Aimed at shielding Europe from China-developed new technology, the proposals revealed on January 24 would give Brussels added powers to “screen” European investments in China and control exported technology – powers some Member States would rather keep in their own hands.
Speaking to Brussels Signal, Gesine Weber, who researches European security as a Fulbright fellow at Columbia University, said that for an economic strategy, it was extremely “geopolitical, with many of the aspects directly or indirectly geared to manage relations with China”.
She said the EC proposals represented a “China policy wrapped in economic security policy,” and was “a reaction” to US President Joe Biden’s 2022 Inflation Reduction Act.
Weber said that was “a wake-up call that the EU actually needs a true industrial policy”.
With European Parliament elections due in June, EC President Ursula von der Leyen’s bloc wants to portray the EU to voters as defending Europe’s economy against Chinese “threats”.
That is despite the fact that the European economy is performing markedly worse overall than either China’s or that of the US.
Growing by just 0.6 per cent over 2023 and probably in recession in the second half of the year, the Eurozone is sluggish compared to the US that notched more than 2 per cent growth and China’s plus-5 per cent in the same period.
Europe is also more dependent on imports for both energy and critical materials for its “green” and digital transitions.

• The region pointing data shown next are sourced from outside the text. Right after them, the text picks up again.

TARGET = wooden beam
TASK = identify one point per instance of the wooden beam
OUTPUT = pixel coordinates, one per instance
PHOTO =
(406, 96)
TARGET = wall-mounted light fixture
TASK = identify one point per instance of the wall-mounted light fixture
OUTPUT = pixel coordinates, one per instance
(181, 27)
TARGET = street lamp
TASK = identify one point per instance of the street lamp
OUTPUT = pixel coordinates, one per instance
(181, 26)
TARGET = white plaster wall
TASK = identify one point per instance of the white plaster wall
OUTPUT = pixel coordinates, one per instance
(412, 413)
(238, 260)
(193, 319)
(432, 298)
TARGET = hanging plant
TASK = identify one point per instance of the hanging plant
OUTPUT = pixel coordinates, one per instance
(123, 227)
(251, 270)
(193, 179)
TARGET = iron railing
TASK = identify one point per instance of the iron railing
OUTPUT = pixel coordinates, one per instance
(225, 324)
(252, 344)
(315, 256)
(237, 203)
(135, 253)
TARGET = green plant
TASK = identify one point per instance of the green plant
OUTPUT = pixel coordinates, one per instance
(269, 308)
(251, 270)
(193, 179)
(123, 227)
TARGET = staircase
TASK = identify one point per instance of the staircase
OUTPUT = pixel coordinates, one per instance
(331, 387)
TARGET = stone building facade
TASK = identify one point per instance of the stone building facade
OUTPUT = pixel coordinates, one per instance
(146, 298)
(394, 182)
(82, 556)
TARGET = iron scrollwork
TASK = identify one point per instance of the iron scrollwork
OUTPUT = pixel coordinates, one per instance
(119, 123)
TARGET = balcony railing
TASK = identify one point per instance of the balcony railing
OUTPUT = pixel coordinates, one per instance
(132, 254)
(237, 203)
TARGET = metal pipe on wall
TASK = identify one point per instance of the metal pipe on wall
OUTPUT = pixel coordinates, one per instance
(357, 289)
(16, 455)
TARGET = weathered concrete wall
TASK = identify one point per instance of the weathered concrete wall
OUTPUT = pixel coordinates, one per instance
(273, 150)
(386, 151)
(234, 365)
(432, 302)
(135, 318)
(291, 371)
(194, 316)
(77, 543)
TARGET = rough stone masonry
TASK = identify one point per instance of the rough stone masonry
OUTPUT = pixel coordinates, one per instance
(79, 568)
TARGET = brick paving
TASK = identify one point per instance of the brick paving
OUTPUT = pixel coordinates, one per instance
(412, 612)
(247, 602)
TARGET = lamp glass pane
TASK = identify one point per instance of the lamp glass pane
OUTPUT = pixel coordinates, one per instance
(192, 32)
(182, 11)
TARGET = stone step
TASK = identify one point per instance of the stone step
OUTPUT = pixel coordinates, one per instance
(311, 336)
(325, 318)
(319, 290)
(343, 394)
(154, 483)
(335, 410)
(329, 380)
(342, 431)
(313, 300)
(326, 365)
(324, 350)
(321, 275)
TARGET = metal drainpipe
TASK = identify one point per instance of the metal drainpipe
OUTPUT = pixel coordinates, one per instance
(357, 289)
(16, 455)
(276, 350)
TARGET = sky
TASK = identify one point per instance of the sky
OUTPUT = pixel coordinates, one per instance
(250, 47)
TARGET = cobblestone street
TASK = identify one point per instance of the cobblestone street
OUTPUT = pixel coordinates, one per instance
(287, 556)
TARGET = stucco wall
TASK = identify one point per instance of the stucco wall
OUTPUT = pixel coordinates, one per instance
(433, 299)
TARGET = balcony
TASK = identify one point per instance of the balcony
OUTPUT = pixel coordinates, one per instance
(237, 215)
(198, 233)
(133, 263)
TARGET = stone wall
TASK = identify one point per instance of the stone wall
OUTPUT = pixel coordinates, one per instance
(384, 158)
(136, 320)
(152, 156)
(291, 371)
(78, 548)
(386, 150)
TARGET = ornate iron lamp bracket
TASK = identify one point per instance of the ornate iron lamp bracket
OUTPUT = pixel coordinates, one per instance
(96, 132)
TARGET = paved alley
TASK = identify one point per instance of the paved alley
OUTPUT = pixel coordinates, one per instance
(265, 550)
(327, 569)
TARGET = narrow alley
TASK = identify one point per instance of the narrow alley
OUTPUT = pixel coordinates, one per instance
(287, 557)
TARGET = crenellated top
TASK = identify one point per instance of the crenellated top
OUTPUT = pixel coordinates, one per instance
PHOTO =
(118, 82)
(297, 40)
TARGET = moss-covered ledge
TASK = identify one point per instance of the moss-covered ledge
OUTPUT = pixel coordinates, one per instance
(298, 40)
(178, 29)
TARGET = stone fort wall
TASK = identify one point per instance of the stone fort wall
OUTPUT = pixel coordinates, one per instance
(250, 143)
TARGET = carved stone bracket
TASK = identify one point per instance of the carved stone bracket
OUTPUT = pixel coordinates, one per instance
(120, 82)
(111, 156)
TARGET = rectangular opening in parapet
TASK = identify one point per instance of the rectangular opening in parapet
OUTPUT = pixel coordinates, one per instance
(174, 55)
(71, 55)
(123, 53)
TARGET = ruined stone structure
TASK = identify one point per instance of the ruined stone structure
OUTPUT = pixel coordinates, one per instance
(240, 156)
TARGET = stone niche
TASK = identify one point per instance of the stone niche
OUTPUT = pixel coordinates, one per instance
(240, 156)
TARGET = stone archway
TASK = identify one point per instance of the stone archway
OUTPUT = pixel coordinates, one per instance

The war in Ukraine and conflicts in the Middle East both have the potential to disrupt European trade and supply chains even further, the European Commissioner for Trade Valdis Dombrovskis said on January 19.
For the EC Executive Vice-President Margrethe Vestager, at least part of the answer is to give Brussels the increased powers proposed.
These aim to “protect our EU research and innovation from foreign interference” including “leakage or misuse”, Vestager said.
China’s rise has included buying key European businesses. The country’s home-appliances giant Midea bought German robot-maker Kuka in 2016 in a hostile takeover.
Midea then fired Kuka’s chief executive in 2018 and bought up the company’s last remaining shares in 2022.
Regarding the new proposals, with the strategy’s first benchmarks planned for late spring and early summer, “it’s clear that the Commission wants to push this as far as possible before the elections”, said Weber.
A challenge for the EU, though, will be linking up all its new different instruments, she added.
If Europe is going to “stop punching below its weight as a global economic actor”, its “big challenge” will lie in “better aligning and linking different EU instruments, like linking Economic Security to the Green Deal”, Weber concluded.
Von der Leyen may, in fact, be hoping the new proposals do not meet the same fate as her European Green Deal, which has stalled after provoking fierce resistance and accusations of “overreach”.
She may now also face fights on her new plans, both from Member States as well as Beijing, which has not yet replied to the proposals.
Antonio Barroso, a director with London-based consultancy Teneo, said there was already “reluctance in certain national [EU] capitals” over harmonising export controls.
The proposals on outbound investment screening “will probably prove more controversial”, he added.